The authors explain, “it is essential that they are armed with design methods for tackling the challenges of stereotypes, prejudice, and discrimination. Furthermore, they must gain valuable experience of interdisciplinary work in order to be prepared for the ‘real’ world, outside of university”.

They conclude the article with, “Whether CD alone can help in battling stereotypes, prejudices, discrimination, and stigma – in so doing achieving a more diverse and inclusive society – we don’t quite know but are sure that it’s a good way to start!

The title of the paper is, Addressing the issue of stigma-free design through critical design workshops.  

Abstract:  Stereotypes and prejudices are a ubiquitous cultural phenomenon that can impinge on peoples’ wellbeing. Moreover, the power of public stigma can make users of certain products experience discrimination, alienation, and inequality. Such experiences increase the likelihood of individuals rejecting products, services, environments, etc. altogether, often depriving them of e.g. safety, efficiency, and independence. In a worst-case scenario this can lead to a stigmatised condition that triggers further inequality and exclusion. In an increasingly complex world, it is imperative that those responsible for addressing future needs, challenges, and demands, i.e. the next generation of designers, architects, engineers, etc., are adequately equipped as regards methods and tools for battling existing stereotypes and prejudices related to social growth and development in society.
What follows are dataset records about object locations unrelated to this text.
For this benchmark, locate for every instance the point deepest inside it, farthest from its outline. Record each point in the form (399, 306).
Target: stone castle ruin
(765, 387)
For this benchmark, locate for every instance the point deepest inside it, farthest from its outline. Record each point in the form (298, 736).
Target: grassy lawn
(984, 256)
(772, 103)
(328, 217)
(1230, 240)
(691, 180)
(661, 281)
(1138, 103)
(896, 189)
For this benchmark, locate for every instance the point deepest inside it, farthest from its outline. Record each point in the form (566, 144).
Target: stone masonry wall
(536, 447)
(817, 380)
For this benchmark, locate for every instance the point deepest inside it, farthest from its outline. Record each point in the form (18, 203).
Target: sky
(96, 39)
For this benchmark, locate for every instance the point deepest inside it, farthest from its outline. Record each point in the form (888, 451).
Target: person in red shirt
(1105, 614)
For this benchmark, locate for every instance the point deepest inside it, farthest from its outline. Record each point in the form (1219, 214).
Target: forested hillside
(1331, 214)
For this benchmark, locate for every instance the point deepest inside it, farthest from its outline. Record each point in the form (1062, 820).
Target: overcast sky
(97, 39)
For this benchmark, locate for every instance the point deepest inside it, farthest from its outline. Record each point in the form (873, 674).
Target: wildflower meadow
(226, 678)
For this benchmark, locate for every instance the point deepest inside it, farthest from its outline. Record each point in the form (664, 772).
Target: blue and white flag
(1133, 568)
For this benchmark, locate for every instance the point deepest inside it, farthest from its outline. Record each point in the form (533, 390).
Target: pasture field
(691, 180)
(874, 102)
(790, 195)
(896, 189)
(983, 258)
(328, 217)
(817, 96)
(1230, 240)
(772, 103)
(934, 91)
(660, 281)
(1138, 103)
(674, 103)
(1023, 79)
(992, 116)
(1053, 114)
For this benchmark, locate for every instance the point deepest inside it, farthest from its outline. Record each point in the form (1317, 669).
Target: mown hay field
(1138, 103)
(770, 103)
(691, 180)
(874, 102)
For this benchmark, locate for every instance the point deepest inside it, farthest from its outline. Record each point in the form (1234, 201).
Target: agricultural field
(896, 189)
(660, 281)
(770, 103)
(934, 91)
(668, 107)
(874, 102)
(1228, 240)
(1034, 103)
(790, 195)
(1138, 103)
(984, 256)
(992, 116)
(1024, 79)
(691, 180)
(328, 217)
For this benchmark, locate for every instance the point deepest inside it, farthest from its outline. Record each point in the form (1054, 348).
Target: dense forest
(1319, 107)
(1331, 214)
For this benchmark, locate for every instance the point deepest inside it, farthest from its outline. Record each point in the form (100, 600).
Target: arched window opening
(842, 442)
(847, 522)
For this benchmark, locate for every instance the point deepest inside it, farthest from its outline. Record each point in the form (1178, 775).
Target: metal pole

Through this, they will ensure that stigma-free design is a priority when initiating, planning, and executing future projects. The purpose of this paper is to describe what happens when critical design is used to explore the stigma associated with existing products, services, environments, etc. in the context of interdisciplinary workshops, and to discuss the results so far. Furthermore, the paper examines whether and how this upside-down way of thinking about and performing design is a good contribution to the fields of design, architecture, engineering, etc. as a method of both teaching and learning about equality, diversity, and inclusion.

Learning through experience

A scene of the station showing people near the ticket barrier gates. Claremont College students from different disciplines joined the EnviroLab Asia 2019 Clinic Trip to Japan. A short video shows them checking out accessibility at Umeda train station and Ogimachi Park. The trip included time with Osaka Institute of Technology’s Robotics Department working on a project. They explored robotic technologies and universal design and created a model high tech recreational space for older people. The students conclude that barrier free places are not just for people with disability – it’s about including everyone. 

Abstract:  Studying Accessibility in Japan shows the research project led by Professor Angelina Chin (history, Pomona) with students who studied universal design and accessibility in Japan during the EnviroLab Asia 2019 Clinic Trip. The group also worked with the Osaka Institute of Technology’s Robotics Department.

Editor’s note: This is a video only publication – I couldn’t find any written material other than the abstract. The download button takes you to a high definition of the video, not a document. It is a very large file.